Experts praise cooperative groups (e.g., Chartered, Stampede) for conducting large studies and preserving samples for future biomarker research. These publicly funded efforts can address fundamental clinical questions that industry-sponsored trials may not prioritize, ultimately advancing the field.
When a patient has a BRCA2 mutation, clinicians on the panel view it as such a dominant predictive biomarker that they would prioritize a PARP inhibitor-based triplet regimen. This single genetic finding often outweighs other clinical factors or even the potential addition of docetaxel in treatment decisions.
In the AMPLITUDE trial, only 16% of high-risk metastatic prostate cancer patients received docetaxel, despite it being allowed and indicated by disease characteristics. This suggests a real-world "chemophobia" or physician bias towards newer targeted therapies, even within a clinical trial setting.
Experts believe molecular tests like Decipher and PTEN status are superior to simply counting bone lesions for guiding treatment. While not yet standard practice for all decisions, this represents a significant shift towards using underlying tumor biology to determine therapy, like adding docetaxel.
Standard guidelines for treating metastatic prostate cancer are based on conventional imaging (CT/bone scan). The panel argues that PSMA PET-positive biochemical recurrence represents a different, earlier disease state. This necessitates new treatment paradigms, like definitive therapy durations, not covered by current guidelines.

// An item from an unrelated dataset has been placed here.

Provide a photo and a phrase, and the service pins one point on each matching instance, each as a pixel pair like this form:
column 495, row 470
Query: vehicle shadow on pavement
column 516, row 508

While Lutetium shows promise in hormone-sensitive prostate cancer, experts raise concerns about potential late-effect toxicities for patients surviving many years. This contrasts with docetaxel, where toxicity is acute and resolves after treatment, highlighting an unknown long-term risk-benefit profile for new radioligand therapies.
For patients with oligometastatic disease who achieve a deep PSA response (e.g., to zero), oncologists consider finite treatment durations (e.g., 18-24 months) followed by observation. This "do less harm" approach challenges the standard of continuous therapy until progression, aiming for long-term treatment-free intervals.
The panel suggests AKT inhibitor trials in prostate cancer have been disappointing due to suboptimal biomarker selection (e.g., PTEN IHC). A similar drug in breast cancer showed significant survival benefit when using a more precise NGS-based strategy, indicating a potential path forward if the right patient population is identified genetically.